Read more generously, heckling might be permitted, but overt violence would be dealt with by Campus Security, which had actually been beefed up for the event. This was a university campus--in Calgary. Controversial speakers are hardly unknown there. But Rick mistook the place for an airport:
[T]he next obvious line of questioning asked by us was regarding the "screening process" for entrants coming into the hall. What did they have in place? Would they be conducting bag searches, pat downs, wanding the individuals for weapons search? We were looked at with incredulous faces....
Add one more.
To make matters worse were [sic] told that if any of our people laid a hand on anyone at the event, for any reason, we would be charged and face criminal prosecution.
It was clear to us, from the way the message was relayed, that the directive was coming from a much greater power than that of those who were delivering the message; Senior Police Officials, Senior Campus Officials, or maybe even Senior Politicians... No one really knew quite where the message was coming from but the end result was clear - hands off at any cost or face criminal prosecution should you challenge the directive.
Very mysterious. Nice tinfoil uniform, by the way.
[A]bout 50 “battle ready” protesters...had surrounded our vehicles circling about them plotting and planning their mode of attack for when we should return to our SUVs.
And doing so within earshot. The plan was, no doubt, to chant the "principals" to death.
The Calgary Police and the Campus Security personnel refused to move the protestors away from our vehicles.

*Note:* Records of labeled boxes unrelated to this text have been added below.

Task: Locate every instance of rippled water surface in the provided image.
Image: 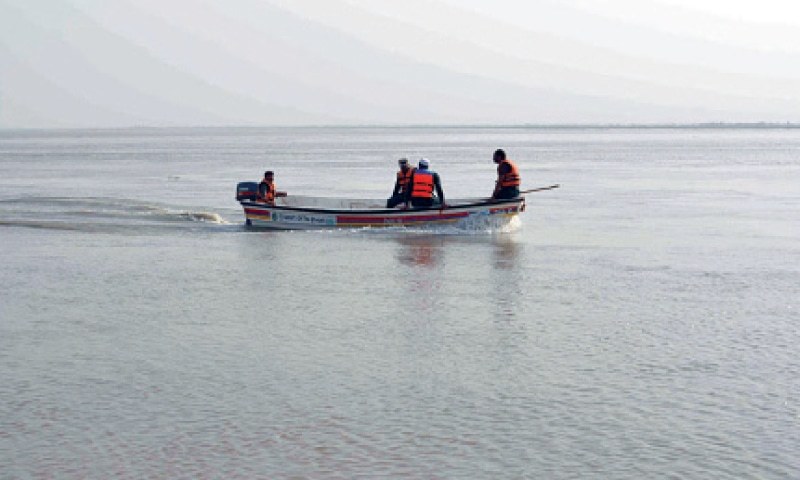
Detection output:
[0,128,800,479]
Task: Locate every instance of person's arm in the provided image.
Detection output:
[403,173,414,208]
[433,173,447,208]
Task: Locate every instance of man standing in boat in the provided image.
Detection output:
[406,158,447,208]
[258,170,286,204]
[386,158,415,208]
[492,148,520,200]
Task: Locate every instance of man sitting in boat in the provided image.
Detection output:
[258,170,286,204]
[406,158,446,208]
[386,158,415,208]
[492,148,520,200]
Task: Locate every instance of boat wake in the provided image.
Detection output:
[0,197,231,232]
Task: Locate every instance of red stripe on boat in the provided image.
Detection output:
[336,212,469,224]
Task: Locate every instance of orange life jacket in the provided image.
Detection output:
[258,180,275,202]
[497,160,520,188]
[397,168,415,193]
[411,170,433,198]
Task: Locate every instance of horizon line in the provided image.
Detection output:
[0,121,800,132]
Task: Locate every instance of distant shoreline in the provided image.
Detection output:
[0,122,800,133]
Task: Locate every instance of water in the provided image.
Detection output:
[0,128,800,479]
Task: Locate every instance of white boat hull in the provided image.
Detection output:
[240,196,525,230]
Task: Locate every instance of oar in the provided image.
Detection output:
[519,183,561,195]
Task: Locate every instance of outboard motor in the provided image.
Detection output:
[236,182,258,202]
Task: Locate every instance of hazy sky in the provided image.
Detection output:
[0,0,800,128]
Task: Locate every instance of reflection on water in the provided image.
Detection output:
[492,235,524,318]
[492,235,522,270]
[396,235,447,268]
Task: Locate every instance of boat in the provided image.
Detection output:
[236,182,525,230]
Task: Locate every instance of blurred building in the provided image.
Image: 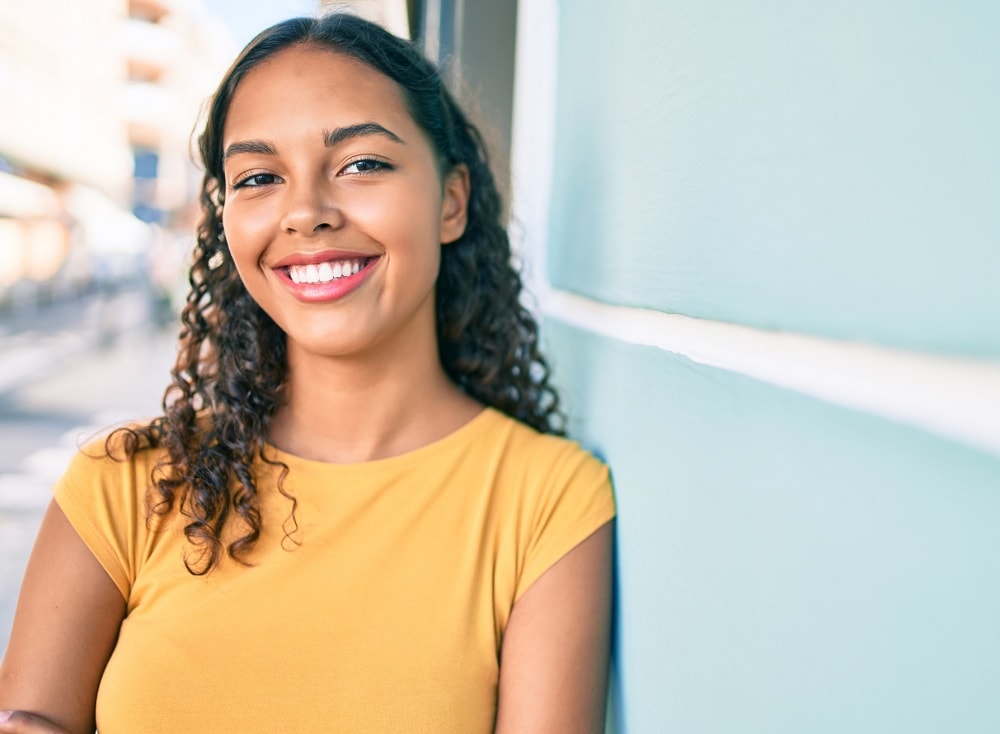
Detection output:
[0,0,234,307]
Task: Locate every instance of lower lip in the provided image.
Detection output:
[274,257,381,303]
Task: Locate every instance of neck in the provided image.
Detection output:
[269,334,482,463]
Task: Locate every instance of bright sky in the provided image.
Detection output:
[203,0,319,48]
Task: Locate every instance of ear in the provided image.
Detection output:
[441,163,471,245]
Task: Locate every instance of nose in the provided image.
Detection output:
[281,175,344,237]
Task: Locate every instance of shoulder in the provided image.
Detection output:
[484,411,610,492]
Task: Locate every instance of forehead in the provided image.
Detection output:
[223,45,416,144]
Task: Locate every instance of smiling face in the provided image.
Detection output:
[222,45,468,360]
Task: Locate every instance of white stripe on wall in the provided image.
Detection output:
[539,290,1000,455]
[511,0,1000,455]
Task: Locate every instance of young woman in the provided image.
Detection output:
[0,15,614,734]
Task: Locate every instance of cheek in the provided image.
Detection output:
[222,205,270,267]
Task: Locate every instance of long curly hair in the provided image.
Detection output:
[117,14,563,575]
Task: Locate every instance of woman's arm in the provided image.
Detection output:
[496,521,614,734]
[0,502,125,734]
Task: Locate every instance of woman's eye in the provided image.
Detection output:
[233,173,278,189]
[341,158,392,174]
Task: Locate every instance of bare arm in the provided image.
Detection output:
[0,502,125,733]
[496,522,614,734]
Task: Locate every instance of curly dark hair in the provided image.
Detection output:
[118,14,563,575]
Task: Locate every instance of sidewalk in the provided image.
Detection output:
[0,292,175,651]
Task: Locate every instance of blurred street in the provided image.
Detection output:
[0,288,176,651]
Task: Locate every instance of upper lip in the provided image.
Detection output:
[271,250,378,268]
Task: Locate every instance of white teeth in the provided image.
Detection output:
[288,258,364,283]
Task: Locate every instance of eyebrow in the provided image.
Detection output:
[222,122,406,162]
[324,122,406,148]
[222,140,274,163]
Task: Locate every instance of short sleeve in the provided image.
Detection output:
[52,441,145,600]
[514,444,615,601]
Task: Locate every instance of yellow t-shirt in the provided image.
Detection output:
[55,409,615,734]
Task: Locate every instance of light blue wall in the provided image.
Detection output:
[546,321,1000,734]
[550,0,1000,356]
[545,0,1000,734]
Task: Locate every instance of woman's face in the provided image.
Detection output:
[222,45,468,356]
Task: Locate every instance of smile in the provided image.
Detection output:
[288,258,370,284]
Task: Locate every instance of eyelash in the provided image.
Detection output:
[337,155,392,176]
[233,155,393,189]
[233,172,278,189]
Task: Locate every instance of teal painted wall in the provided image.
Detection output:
[544,0,1000,734]
[549,0,1000,356]
[546,321,1000,734]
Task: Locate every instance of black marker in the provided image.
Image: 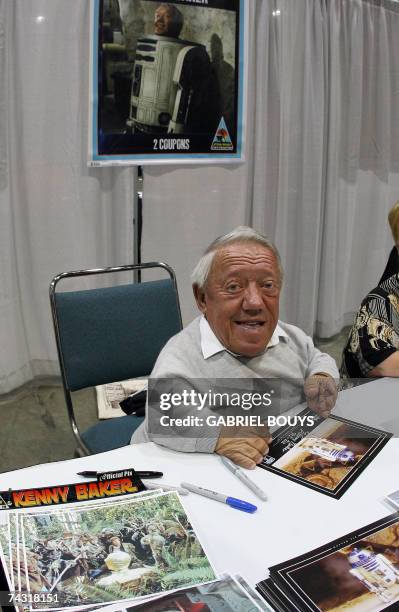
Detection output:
[77,470,163,478]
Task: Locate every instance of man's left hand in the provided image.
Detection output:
[303,373,338,419]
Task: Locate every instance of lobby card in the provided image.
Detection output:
[21,492,215,610]
[259,409,392,499]
[266,513,399,612]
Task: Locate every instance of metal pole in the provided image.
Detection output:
[133,166,144,283]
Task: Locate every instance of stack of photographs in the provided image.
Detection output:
[257,512,399,612]
[0,491,216,610]
[259,409,392,499]
[94,574,273,612]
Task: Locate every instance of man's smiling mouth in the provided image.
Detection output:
[236,321,265,327]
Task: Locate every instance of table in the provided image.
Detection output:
[0,379,399,585]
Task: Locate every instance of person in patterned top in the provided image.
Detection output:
[340,273,399,378]
[378,202,399,285]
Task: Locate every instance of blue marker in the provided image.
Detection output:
[180,482,258,514]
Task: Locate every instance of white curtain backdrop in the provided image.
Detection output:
[0,0,399,393]
[144,0,399,337]
[0,0,134,393]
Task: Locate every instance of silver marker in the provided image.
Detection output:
[144,480,188,495]
[180,482,258,514]
[221,457,267,501]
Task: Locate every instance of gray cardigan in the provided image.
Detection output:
[131,317,339,453]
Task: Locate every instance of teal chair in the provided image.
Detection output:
[50,262,182,455]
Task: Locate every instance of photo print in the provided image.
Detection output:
[259,409,392,499]
[258,513,399,612]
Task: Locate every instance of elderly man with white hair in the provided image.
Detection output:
[132,226,338,469]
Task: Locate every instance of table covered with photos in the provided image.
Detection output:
[0,379,399,612]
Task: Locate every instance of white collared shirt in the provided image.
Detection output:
[200,316,288,359]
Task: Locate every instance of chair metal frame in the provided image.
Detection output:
[49,262,183,455]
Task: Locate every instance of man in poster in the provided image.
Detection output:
[90,0,244,165]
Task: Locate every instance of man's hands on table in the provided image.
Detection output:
[215,372,338,470]
[215,426,272,470]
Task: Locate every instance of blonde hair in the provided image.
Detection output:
[388,202,399,246]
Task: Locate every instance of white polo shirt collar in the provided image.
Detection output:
[200,316,288,359]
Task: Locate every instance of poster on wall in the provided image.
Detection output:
[89,0,248,166]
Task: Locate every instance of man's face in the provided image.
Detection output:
[154,6,173,36]
[194,242,280,357]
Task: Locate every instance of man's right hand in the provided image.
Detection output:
[215,427,272,470]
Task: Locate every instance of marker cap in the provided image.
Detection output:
[226,497,258,514]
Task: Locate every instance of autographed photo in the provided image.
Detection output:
[260,410,391,499]
[89,0,245,165]
[270,513,399,612]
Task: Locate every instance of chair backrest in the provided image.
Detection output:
[50,263,182,391]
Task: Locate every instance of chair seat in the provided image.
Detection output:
[82,415,144,454]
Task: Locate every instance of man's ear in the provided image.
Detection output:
[193,285,206,314]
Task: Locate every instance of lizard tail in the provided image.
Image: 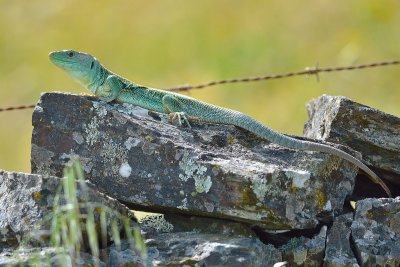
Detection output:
[227,112,392,197]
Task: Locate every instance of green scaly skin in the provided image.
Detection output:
[49,50,391,196]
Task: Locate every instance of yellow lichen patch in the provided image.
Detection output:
[240,188,258,206]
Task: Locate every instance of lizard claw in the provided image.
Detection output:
[168,112,192,128]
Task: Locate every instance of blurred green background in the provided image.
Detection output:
[0,0,400,172]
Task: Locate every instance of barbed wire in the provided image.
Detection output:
[165,60,400,91]
[0,60,400,112]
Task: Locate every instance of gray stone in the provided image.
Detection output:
[31,93,356,229]
[279,226,327,267]
[351,197,400,267]
[165,214,255,237]
[0,247,106,267]
[324,213,359,267]
[146,233,282,267]
[304,95,400,185]
[0,171,135,250]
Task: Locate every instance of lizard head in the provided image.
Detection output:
[49,50,102,90]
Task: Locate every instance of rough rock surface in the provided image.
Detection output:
[146,233,282,267]
[351,197,400,267]
[304,95,400,185]
[0,170,134,249]
[279,226,327,267]
[31,93,356,229]
[324,213,359,267]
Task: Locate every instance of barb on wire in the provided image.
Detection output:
[165,60,400,91]
[0,60,400,112]
[0,105,36,112]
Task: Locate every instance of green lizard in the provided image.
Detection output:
[49,50,391,196]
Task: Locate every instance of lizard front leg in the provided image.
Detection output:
[95,75,123,102]
[162,95,196,128]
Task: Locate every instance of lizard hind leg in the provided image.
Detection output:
[162,95,192,128]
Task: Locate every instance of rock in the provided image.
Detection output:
[0,247,106,267]
[108,232,282,267]
[0,171,135,248]
[161,214,255,237]
[304,95,400,185]
[31,93,356,229]
[324,213,359,267]
[351,197,400,266]
[279,226,327,267]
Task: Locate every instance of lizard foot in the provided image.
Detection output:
[168,112,192,128]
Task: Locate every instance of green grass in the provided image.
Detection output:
[8,161,147,266]
[0,0,400,172]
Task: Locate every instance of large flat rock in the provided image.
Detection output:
[0,170,132,252]
[304,95,400,185]
[31,93,356,229]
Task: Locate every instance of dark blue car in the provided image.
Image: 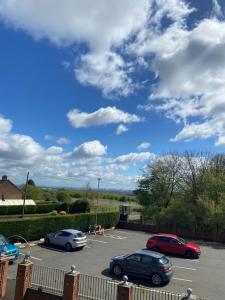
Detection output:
[110,249,173,286]
[0,234,20,262]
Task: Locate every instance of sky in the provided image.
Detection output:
[0,0,225,190]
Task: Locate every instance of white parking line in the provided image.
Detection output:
[173,266,197,271]
[88,239,108,244]
[20,253,42,261]
[104,234,127,240]
[172,277,192,282]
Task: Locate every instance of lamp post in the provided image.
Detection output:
[21,172,29,218]
[95,177,102,225]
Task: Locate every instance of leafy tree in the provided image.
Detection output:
[27,179,36,186]
[26,185,43,200]
[56,189,71,202]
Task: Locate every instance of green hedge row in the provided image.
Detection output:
[0,212,119,240]
[0,200,90,215]
[0,203,61,215]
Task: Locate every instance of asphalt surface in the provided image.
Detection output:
[9,230,225,300]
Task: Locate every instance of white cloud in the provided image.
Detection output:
[0,0,225,145]
[0,113,154,189]
[56,137,70,145]
[212,0,224,18]
[137,142,151,151]
[116,124,128,135]
[67,106,141,128]
[44,134,54,141]
[46,146,63,155]
[69,140,107,158]
[113,152,155,164]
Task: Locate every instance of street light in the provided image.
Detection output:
[95,177,102,225]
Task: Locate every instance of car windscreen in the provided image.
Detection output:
[159,256,169,265]
[75,232,85,237]
[0,234,9,246]
[177,237,186,244]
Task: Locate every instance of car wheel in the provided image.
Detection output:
[185,250,195,258]
[151,246,161,252]
[45,238,50,246]
[113,265,123,276]
[65,243,72,252]
[151,273,163,286]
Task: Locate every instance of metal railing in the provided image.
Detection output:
[31,265,209,300]
[133,286,183,300]
[31,265,66,296]
[79,274,118,300]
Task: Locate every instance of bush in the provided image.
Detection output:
[59,210,66,216]
[57,202,70,214]
[0,212,119,241]
[70,199,90,213]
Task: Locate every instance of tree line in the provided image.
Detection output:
[135,151,225,232]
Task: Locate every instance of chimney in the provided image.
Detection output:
[2,175,8,181]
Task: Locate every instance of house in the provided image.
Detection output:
[0,175,23,201]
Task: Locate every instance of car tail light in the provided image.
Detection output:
[163,267,171,273]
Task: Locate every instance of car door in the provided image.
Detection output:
[140,255,153,278]
[52,231,67,246]
[169,238,184,254]
[123,254,141,275]
[158,236,170,252]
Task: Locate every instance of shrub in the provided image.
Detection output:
[70,199,90,213]
[57,202,71,214]
[0,212,119,241]
[59,210,66,216]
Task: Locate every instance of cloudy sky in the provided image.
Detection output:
[0,0,225,189]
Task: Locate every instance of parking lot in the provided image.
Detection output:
[9,230,225,300]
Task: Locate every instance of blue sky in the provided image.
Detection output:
[0,0,225,189]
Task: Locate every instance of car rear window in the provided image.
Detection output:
[0,235,9,246]
[75,232,85,237]
[159,256,169,265]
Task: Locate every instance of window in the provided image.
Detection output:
[170,239,179,245]
[56,231,70,237]
[142,255,152,264]
[127,254,141,262]
[159,236,170,243]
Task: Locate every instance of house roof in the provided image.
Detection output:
[0,179,23,194]
[0,199,36,206]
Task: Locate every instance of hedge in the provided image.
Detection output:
[0,203,60,215]
[0,212,119,240]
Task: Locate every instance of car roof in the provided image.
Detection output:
[60,229,82,234]
[134,249,164,258]
[152,233,177,238]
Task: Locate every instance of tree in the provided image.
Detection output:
[135,154,181,207]
[27,179,36,186]
[56,190,71,202]
[26,185,43,200]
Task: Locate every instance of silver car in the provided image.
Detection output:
[45,229,87,251]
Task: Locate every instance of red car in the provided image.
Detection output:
[146,233,201,258]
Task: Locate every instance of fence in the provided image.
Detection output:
[31,265,66,295]
[31,265,206,300]
[79,274,118,300]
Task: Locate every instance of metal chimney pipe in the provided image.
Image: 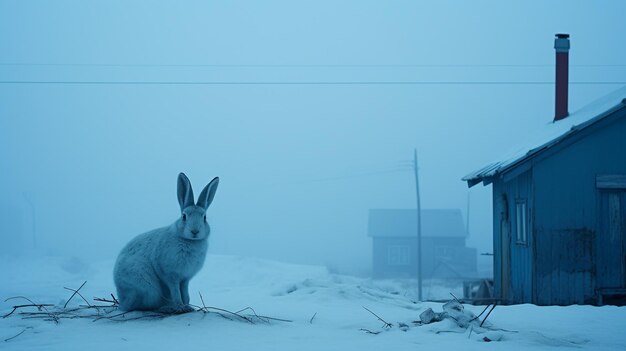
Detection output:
[554,34,569,122]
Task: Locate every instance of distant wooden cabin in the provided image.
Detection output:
[463,88,626,305]
[368,209,477,278]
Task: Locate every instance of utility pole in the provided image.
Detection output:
[413,149,423,301]
[465,191,471,239]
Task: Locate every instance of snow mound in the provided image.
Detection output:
[0,255,626,350]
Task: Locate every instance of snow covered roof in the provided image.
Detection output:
[368,209,466,237]
[462,87,626,187]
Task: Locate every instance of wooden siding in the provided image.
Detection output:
[533,110,626,305]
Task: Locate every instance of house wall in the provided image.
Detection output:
[372,237,476,278]
[372,237,417,278]
[533,110,626,305]
[493,169,535,303]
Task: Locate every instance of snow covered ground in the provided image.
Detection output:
[0,255,626,351]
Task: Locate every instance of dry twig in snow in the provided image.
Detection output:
[361,306,393,328]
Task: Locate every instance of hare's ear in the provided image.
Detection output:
[196,177,220,210]
[178,172,193,212]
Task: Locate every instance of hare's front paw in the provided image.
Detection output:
[158,305,195,314]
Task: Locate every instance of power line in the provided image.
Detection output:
[0,80,626,85]
[0,62,626,68]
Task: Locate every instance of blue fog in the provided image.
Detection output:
[0,1,626,274]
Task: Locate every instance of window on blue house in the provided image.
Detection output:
[387,245,411,266]
[515,199,528,244]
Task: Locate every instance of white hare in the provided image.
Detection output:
[113,173,219,313]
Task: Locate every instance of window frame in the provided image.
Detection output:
[387,244,411,267]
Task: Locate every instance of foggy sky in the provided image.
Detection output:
[0,1,626,272]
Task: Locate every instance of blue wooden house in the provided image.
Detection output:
[368,209,477,279]
[463,88,626,305]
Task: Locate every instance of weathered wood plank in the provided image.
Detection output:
[596,174,626,189]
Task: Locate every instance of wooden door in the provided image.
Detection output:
[596,189,626,289]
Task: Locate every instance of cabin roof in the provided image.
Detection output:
[462,87,626,187]
[368,209,466,238]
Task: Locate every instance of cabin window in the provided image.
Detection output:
[387,245,411,266]
[515,200,528,244]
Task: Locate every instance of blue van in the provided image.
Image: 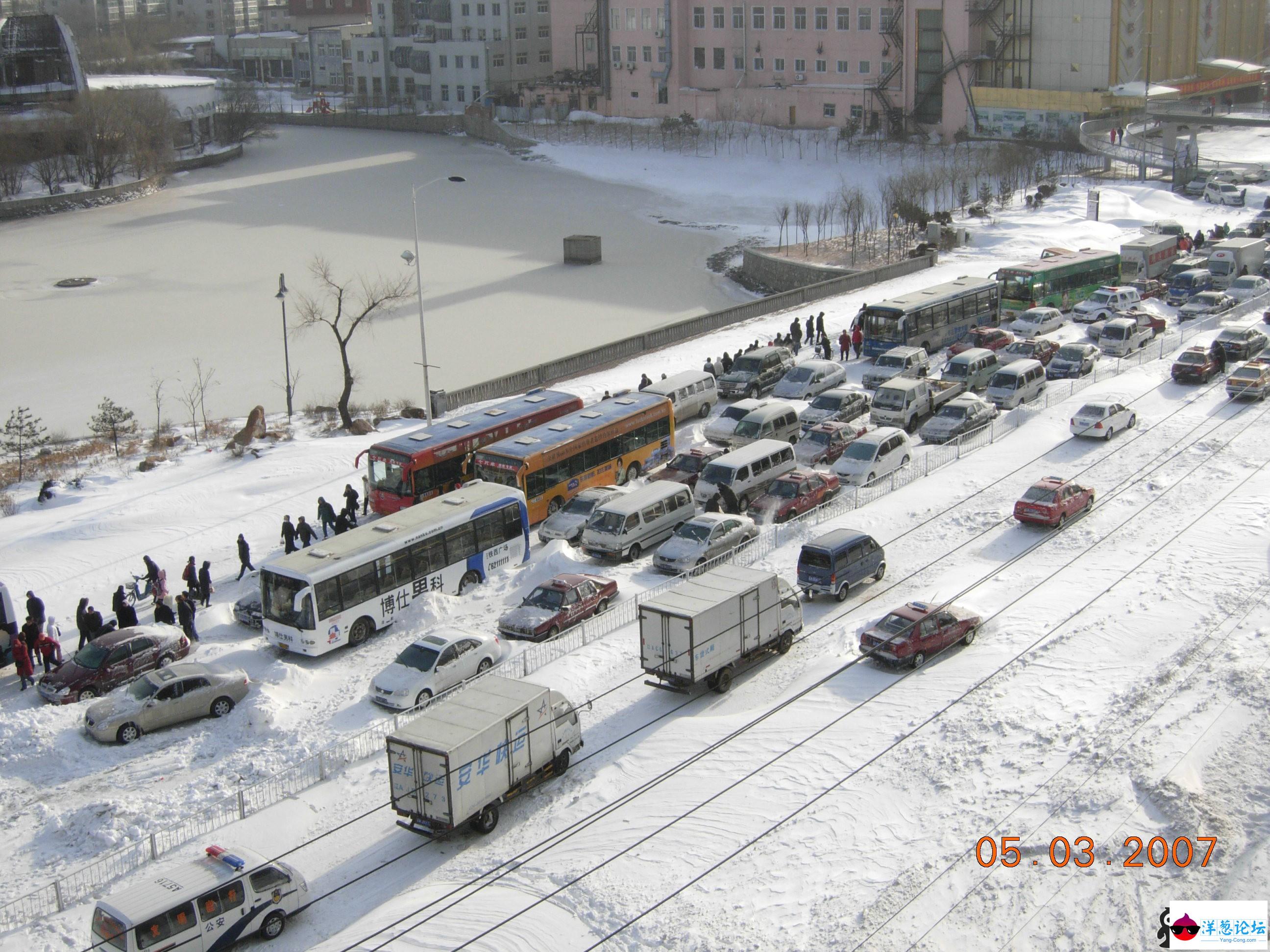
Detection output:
[798,529,886,602]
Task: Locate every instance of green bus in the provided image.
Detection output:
[996,247,1120,320]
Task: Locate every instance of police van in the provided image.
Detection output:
[93,847,309,952]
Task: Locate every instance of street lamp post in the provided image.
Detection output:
[401,175,467,427]
[274,274,291,423]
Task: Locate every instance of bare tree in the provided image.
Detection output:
[298,255,411,428]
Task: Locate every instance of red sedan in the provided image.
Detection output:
[1015,476,1094,525]
[860,602,983,667]
[949,328,1015,356]
[498,572,617,641]
[749,470,842,522]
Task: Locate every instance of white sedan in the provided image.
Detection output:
[1071,400,1138,439]
[1010,307,1067,337]
[371,627,503,711]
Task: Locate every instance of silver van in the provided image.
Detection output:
[644,371,719,422]
[988,360,1045,410]
[692,439,796,509]
[940,347,1001,390]
[582,481,697,560]
[728,403,803,450]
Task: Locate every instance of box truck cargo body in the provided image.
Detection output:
[639,565,803,693]
[388,675,582,836]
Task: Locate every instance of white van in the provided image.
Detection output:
[93,847,309,952]
[988,360,1045,410]
[582,481,697,560]
[728,403,803,450]
[644,371,719,420]
[692,439,795,509]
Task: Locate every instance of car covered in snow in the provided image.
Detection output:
[36,624,189,705]
[653,513,758,575]
[498,572,617,641]
[772,360,847,400]
[369,626,503,711]
[1045,344,1102,380]
[1015,476,1094,525]
[1068,400,1138,439]
[749,470,842,522]
[84,661,251,744]
[860,602,983,667]
[794,420,867,466]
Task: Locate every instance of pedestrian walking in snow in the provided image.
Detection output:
[282,515,296,555]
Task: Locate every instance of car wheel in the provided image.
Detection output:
[260,909,287,939]
[470,804,498,833]
[212,697,234,717]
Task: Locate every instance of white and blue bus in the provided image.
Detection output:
[260,480,530,655]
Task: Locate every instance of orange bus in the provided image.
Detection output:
[475,394,674,524]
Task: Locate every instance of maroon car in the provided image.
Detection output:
[498,572,617,641]
[949,328,1015,357]
[37,624,189,705]
[1015,476,1094,525]
[749,470,841,522]
[860,602,983,667]
[649,450,725,486]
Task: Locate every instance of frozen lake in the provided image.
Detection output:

The enemy! You're all the enemy!
I submit that by planning an attack against us and surrounding our vehicles, violence was imminent and the Calgary Police and Campus Security should have cleared our vehicles, so that we could make safe passage. However they did not, so we decided to move the principals (all of them), into a safe room to formulate a better plan than the one that was given to us. This tactic worked well because during the wait of our deliberation, most of the protesters grew bored and left the vicinity of the vehicles. That being the case, our Protective Detail decided the best course of action was to move all the principals to the vehicles (where we had left them upon arrival), by a swift and direct path thus avoiding the previously suggested splitting up of principals and as well the secondary location.
Or, alternatively, a few peaceful if likely noisy demonstrators, already sussed out by the police and campus security, were exercising their rights to free expression. Rick is a little short on detail here. There would appear, for example, to have been no damage to the vehicles, or we would surely have heard. And moving the "principals" into a room for a discussion is quickly repackaged as a "tactic" against ultraviolent demonstrators who get bored easily.
When we made our exit, only a handful of protestors remained. Calgary Police and Campus Security personnel stood on a nearby hill and watched as we exited the building and entered into our vehicles. We were able to drive away without any altercation.
Close call, though, eh?
The officers on the ground were governed by politics; told not to get involved, unless acts of violence and or property damage were actually witnessed.
Because otherwise no laws were being broken?
It would take a master parodist indeed to surpass this. Meanwhile, I predict that Coulter will now claim two excellent reasons for hating Canada: a) they shut her down, and b) they didn't, but they might have.